PROCURO ALGUÉM PARA POR A CULPA >>> Nádia Coldebella

Desde que eu nasci, muitas coisas aconteceram. Foram anunciados pelo menos quatro fins do mundo desde o início da minha reles existência. Ainda bem que foram adiados. Eu não poderia comparecer, já tinha compromisso.

Só que hoje em dia, as coisas são bem diferentes. Ninguém espera ninguém. Ninguém mais anuncia nada com clareza. É tudo muito sutil.

Os anjos do apocalipse parecem ter esquecido que a gentinha que habita esse planeta é bastante limitada. E que precisa de avisos com um certo drama. Quase uma palestra show. Quase uma apresentação com ares de grande evento. Um Rock in Rio da Ecatombe.

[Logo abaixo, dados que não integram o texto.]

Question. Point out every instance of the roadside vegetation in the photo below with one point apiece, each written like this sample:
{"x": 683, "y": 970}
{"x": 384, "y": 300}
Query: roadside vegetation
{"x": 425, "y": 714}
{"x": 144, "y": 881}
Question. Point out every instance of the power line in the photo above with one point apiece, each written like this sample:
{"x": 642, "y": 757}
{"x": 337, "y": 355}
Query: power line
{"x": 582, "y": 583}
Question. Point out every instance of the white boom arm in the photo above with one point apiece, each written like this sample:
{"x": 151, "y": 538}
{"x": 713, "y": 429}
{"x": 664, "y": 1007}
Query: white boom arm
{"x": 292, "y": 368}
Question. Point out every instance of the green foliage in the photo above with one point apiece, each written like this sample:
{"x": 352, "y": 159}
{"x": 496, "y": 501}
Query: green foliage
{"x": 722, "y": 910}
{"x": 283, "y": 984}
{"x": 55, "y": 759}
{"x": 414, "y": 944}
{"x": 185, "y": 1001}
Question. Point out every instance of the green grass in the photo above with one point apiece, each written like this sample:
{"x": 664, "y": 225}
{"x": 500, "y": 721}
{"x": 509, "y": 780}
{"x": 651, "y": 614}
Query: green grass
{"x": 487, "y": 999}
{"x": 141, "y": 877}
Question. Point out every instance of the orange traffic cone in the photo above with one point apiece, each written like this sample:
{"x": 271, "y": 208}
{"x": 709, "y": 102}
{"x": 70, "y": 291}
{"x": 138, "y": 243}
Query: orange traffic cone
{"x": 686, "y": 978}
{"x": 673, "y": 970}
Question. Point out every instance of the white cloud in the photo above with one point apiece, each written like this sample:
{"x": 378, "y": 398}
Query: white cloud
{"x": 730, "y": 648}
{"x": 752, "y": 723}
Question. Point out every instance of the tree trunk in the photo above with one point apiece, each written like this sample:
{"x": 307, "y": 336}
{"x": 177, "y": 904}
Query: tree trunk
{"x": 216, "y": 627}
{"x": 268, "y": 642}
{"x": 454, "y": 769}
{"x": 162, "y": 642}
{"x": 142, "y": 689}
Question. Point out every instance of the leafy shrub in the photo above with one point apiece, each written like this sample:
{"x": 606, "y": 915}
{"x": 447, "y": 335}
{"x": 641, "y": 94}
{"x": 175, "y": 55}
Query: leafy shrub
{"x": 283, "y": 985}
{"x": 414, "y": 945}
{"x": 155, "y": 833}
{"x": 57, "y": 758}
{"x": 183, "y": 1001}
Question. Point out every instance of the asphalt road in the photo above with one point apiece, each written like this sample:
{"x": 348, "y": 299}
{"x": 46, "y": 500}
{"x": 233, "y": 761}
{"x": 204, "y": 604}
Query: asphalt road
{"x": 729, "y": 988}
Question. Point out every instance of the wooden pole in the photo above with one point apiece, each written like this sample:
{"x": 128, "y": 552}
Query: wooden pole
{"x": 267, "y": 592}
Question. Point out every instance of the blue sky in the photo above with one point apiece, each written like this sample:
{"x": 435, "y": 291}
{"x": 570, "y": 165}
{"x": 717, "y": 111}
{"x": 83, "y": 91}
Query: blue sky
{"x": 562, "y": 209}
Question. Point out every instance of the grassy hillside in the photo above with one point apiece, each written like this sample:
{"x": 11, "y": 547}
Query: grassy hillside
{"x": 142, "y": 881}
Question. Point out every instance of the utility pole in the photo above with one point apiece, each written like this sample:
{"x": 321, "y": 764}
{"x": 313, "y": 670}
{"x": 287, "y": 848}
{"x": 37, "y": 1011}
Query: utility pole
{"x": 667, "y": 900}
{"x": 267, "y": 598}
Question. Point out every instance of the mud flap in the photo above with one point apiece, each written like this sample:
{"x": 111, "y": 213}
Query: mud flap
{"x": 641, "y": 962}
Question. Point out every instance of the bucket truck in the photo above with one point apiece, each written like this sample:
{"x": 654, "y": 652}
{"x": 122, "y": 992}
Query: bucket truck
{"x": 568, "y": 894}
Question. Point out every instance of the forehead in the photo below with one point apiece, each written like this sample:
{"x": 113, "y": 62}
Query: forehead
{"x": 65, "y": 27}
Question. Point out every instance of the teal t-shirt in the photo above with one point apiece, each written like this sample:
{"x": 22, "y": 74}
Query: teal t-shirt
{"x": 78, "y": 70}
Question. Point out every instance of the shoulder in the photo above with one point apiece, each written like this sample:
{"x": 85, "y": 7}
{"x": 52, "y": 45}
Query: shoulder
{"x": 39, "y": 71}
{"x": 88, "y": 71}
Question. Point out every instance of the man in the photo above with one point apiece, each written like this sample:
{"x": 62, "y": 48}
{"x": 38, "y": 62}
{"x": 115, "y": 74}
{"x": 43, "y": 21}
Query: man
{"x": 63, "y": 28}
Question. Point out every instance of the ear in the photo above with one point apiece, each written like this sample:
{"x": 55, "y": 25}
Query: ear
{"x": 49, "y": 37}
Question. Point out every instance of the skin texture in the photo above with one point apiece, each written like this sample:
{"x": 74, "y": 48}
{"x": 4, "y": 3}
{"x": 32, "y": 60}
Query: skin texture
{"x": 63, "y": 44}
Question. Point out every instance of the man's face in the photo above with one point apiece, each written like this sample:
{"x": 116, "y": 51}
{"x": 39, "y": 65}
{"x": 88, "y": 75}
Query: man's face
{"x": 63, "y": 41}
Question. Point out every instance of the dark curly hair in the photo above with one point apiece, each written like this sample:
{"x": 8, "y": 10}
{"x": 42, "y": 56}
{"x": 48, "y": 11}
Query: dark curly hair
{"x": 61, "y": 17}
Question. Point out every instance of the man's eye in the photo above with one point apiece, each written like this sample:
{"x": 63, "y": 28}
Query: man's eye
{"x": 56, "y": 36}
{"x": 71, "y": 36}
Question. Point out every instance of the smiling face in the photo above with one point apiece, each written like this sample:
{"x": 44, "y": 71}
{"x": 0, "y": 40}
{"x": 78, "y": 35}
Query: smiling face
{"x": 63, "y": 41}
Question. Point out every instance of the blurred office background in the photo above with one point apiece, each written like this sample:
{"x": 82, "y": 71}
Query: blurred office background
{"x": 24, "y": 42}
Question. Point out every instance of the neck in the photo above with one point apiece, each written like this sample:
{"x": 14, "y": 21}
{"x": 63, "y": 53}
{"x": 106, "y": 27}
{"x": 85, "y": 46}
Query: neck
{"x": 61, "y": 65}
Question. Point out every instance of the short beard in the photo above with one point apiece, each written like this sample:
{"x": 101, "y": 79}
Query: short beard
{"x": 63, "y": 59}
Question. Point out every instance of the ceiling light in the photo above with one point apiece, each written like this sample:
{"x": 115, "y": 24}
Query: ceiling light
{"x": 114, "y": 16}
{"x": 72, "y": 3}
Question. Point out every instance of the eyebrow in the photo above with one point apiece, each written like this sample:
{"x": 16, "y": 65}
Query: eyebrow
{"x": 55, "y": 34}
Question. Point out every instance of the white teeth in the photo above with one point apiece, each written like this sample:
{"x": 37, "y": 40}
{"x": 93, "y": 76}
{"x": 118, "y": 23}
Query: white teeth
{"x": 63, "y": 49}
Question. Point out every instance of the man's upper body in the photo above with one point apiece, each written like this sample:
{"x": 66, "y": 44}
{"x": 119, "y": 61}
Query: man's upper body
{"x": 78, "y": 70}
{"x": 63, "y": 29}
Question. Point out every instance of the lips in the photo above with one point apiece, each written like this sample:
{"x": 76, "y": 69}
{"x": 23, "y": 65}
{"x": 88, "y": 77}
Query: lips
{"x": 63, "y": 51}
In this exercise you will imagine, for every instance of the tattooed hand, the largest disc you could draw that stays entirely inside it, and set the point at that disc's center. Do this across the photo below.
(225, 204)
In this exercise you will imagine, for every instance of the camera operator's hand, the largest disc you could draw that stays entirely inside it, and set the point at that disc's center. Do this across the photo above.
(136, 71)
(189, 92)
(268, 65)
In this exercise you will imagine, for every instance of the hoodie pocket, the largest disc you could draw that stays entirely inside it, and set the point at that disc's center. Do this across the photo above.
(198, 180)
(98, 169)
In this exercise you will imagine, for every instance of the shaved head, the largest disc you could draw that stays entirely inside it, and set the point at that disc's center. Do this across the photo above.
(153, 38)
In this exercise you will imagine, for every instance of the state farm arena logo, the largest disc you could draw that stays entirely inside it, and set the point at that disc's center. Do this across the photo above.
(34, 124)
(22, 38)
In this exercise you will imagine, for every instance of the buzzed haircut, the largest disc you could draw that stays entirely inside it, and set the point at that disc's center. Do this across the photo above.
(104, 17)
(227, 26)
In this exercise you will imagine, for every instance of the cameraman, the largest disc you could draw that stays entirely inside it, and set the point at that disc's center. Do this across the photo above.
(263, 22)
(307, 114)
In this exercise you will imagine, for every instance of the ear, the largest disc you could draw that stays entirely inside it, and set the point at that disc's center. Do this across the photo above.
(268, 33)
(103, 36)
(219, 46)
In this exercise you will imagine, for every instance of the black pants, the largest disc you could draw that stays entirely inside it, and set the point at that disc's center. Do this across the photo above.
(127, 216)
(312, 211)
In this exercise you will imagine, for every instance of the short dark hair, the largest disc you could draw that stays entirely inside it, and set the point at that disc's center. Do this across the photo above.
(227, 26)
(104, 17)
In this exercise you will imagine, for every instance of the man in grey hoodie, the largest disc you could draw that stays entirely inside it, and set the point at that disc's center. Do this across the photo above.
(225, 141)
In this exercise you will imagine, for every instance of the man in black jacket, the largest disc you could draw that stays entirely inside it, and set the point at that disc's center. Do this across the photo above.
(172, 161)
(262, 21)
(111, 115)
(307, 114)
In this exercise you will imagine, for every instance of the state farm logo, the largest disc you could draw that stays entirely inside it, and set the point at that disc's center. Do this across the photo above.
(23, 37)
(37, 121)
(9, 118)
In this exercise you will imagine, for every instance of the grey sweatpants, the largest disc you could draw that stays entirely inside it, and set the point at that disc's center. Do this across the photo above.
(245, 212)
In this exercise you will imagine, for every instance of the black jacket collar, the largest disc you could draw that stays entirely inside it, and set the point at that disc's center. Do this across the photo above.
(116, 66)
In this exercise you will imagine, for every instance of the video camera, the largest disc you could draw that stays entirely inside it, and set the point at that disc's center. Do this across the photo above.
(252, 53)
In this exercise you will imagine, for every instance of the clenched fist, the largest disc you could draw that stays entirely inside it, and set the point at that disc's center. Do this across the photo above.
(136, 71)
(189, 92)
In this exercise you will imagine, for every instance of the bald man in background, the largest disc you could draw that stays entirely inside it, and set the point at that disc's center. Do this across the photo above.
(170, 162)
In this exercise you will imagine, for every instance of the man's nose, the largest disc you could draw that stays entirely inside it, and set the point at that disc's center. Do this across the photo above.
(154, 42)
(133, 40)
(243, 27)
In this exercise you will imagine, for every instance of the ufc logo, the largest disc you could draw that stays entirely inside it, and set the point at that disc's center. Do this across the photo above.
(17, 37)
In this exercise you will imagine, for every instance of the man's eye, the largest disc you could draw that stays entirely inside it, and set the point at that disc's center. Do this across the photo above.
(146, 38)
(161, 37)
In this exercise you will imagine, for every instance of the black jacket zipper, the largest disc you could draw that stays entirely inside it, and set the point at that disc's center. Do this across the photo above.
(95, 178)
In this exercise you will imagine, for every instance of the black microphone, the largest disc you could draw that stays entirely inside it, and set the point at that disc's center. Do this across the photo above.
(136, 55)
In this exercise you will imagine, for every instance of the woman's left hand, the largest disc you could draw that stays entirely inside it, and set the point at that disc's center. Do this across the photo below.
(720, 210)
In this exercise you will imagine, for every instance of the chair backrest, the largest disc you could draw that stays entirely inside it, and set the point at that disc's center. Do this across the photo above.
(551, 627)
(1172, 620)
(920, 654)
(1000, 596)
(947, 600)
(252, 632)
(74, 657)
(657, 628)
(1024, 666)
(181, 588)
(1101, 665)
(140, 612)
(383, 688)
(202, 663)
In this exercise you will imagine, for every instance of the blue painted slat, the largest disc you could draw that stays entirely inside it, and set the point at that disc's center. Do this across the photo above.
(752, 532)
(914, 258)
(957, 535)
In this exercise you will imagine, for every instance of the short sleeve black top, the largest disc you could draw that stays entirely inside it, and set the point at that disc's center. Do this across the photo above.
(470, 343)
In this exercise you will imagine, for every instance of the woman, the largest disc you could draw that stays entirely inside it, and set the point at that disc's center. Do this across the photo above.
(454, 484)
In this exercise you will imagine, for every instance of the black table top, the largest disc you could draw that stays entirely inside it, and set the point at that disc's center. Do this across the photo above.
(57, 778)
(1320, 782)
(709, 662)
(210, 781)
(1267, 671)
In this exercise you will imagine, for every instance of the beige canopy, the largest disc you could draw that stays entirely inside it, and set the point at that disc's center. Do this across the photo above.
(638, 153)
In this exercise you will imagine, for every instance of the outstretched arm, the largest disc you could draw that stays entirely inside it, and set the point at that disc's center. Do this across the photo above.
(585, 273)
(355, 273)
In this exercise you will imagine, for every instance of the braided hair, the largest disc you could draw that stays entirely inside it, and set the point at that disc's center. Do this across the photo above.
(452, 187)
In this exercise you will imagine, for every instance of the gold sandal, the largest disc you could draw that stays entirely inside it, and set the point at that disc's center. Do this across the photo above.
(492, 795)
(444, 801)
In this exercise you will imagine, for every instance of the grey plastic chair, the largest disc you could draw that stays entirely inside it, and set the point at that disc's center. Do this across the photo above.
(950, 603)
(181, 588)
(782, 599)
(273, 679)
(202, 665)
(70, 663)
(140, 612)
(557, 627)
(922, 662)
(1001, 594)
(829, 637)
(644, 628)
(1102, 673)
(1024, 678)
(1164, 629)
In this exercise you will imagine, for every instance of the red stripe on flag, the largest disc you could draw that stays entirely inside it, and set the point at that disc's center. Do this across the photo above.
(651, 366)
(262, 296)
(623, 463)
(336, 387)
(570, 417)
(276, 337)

Tá, tem muita coisa acontecendo, mas isso não vale.


Por exemplo, um asteroide caiu esses dias, apenas duas horas depois de ser percebido. Ele era de um tamanho razoável para ser percebido antes, mas pequeno para fazer grandes estragos. Tudo bem, o mundo ainda de pé, só que ele não foi per-ce-bi-do, dá pra entender? Então me desculpem queridos anunciadores do fim do mundo, mas nem da para chamar isso de aviso!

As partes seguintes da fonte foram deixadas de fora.